“怎麽?小張同志!”
見張橫神情古怪,許老的眼眸不禁一凝,臉色也變得肅然無比。
“許老,對于蓮花會,我最近還真碰到了一些與它有關的事。”
張橫沉吟着,打開了話題。許老突然問起蓮花會的情況,張橫一時還弄不清他的目的。但是,既然話題扯到蓮花會,張橫也不會錯過這樣的機會,這可是自己此次上京的主要目的。
“哦,那小張同志,你說來聽聽!”許老挺了挺腰,筆直地坐在了他的那張老舊太師椅上。
這是他的習慣,一旦對某件事特别重視的時候,他就又象是回到了當年,成了那個叱咤風雲的将軍。
“蓮花會本是一個流傳于民間的教派。”
張橫娓娓而談,說起了他對蓮花會的了解,并把自己在李家村和京郊蓮花聖母殿所見所聞的事說了一遍,最後道“許老,從我所經曆的事來看,蓮花會這個組織,愚弄百姓,迷惑信徒,拿人命當兒戲,這個組織,已是有邪教的性質。”
“是嗎?”
許老的目光陡地變得熾烈起來,手指卻是用力地敲打着那張老舊太師椅的扶手,顯得很是心情激蕩“看來,小燕并不是個個例,确實是這個蓮花會有問題!”
許老喃喃着,神情急劇地變化起來。
“小燕?”
張橫心底一顫,陡然似是想到了什麽。
在車上聽樊元江說起小燕去世,張橫原本還以爲,這是小燕白血病不治而亡。
那知,從許老現在的話裏來看,似乎小燕的死因并不那麽簡單。
“難道?”
張橫心裏咯噔一下,目光變得熾烈起來。不過,他不敢在此時打擾許老,隻能靜靜地等待着。
“小張同志!”
好半天,許老這才從那種狀态中回過了神來,目光望向了張橫“我想你應該知道了,小燕去世了。”

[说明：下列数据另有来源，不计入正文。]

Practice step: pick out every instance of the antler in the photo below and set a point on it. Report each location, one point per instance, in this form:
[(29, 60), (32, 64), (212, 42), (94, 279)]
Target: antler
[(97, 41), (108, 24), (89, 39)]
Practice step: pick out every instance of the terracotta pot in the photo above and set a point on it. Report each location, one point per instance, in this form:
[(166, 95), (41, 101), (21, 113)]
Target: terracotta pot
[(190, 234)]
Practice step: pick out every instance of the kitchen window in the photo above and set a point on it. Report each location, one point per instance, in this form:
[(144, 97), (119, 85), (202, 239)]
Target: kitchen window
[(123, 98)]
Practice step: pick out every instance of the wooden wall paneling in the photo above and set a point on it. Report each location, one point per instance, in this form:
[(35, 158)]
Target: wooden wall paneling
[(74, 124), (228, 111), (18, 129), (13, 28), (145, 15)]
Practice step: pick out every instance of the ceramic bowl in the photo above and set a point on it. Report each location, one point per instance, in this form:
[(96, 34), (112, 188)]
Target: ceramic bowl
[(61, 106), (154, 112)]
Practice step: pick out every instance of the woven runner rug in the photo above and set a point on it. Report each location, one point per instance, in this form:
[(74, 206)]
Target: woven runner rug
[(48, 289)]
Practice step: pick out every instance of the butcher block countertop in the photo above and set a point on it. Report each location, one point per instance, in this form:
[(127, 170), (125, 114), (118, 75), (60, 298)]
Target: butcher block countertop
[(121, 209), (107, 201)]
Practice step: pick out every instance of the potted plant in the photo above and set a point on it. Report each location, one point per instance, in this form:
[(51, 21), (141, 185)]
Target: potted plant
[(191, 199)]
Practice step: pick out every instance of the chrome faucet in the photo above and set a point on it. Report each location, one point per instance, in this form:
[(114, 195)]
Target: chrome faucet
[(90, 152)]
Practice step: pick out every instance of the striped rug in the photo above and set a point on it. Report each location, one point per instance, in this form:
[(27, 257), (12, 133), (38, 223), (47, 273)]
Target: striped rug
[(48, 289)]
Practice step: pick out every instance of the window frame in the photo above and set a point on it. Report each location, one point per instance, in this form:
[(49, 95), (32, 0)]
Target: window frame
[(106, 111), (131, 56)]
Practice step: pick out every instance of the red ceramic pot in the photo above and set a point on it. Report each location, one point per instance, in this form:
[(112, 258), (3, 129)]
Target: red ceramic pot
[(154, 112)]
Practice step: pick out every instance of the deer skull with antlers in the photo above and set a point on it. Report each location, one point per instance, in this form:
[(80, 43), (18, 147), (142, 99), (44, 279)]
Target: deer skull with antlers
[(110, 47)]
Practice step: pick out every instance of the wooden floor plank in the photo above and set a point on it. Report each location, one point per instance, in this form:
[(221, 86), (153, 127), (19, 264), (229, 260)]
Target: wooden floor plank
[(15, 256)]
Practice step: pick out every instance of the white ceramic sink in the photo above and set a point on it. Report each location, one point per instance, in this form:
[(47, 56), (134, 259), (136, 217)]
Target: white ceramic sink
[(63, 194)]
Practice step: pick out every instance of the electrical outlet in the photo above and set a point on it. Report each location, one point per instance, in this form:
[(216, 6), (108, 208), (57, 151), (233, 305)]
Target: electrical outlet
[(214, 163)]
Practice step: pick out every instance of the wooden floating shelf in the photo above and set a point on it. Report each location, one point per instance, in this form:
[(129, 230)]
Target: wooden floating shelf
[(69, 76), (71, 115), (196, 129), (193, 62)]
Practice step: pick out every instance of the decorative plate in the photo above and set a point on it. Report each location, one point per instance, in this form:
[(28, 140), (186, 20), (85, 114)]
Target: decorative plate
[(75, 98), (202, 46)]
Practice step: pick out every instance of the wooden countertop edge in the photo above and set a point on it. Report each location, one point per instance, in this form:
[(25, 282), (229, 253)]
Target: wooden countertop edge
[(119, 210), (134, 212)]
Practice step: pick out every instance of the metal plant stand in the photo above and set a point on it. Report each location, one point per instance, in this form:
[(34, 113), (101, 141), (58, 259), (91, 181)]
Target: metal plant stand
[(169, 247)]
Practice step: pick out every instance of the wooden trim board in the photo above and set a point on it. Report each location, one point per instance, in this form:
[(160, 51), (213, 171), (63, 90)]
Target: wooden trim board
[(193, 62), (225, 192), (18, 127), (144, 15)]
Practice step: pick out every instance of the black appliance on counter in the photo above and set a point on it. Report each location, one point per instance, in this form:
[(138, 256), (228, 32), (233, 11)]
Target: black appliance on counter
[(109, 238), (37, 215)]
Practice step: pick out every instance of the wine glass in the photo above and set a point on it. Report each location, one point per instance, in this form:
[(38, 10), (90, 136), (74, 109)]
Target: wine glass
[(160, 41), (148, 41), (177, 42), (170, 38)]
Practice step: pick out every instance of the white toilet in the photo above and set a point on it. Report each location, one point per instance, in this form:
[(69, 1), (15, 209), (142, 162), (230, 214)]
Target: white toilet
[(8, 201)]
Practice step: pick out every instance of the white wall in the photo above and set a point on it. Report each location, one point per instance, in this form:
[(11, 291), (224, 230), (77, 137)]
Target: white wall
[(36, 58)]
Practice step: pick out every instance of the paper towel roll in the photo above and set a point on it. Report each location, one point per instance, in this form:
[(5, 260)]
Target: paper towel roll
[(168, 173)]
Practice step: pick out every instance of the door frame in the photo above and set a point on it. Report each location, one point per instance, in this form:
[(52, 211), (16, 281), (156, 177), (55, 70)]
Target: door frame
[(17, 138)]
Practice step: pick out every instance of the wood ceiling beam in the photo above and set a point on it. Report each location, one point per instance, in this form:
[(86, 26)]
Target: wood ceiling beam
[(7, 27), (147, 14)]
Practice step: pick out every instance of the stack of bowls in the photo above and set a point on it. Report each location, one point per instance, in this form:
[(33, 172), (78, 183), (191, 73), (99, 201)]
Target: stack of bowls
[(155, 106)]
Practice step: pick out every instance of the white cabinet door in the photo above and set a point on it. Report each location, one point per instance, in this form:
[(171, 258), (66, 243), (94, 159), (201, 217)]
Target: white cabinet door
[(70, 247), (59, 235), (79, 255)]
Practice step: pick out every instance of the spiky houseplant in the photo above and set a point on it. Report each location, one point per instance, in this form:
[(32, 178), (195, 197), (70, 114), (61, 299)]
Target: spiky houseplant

“是的,許老節哀,您一定要自己多保重身體,這也是燕小姐生前最大的心願。”
張橫連忙勸解道。
“嗯,我知道!”
許老擺了擺手,不讓張橫再繼續說下去,蒼老的臉上,卻已現出了痛苦而悲創的神色。
他長長地歎了口氣“本來,人生在世,誰沒有一個生老病死,小燕是個苦命的孩子,小時候正好遇到了那個時代。後來跟着我,生活條件算是有所改善了。可是,她卻患了那種病。”
許老說起了小燕的生平,老眼中不禁又濕潤了。他是真的把小燕當成是自己的女兒一樣看待,本以爲有小燕相伴,自己的晚年也有所依托。但是,人生不如意十之,他做夢都想不到,小燕卻先一步離他而去。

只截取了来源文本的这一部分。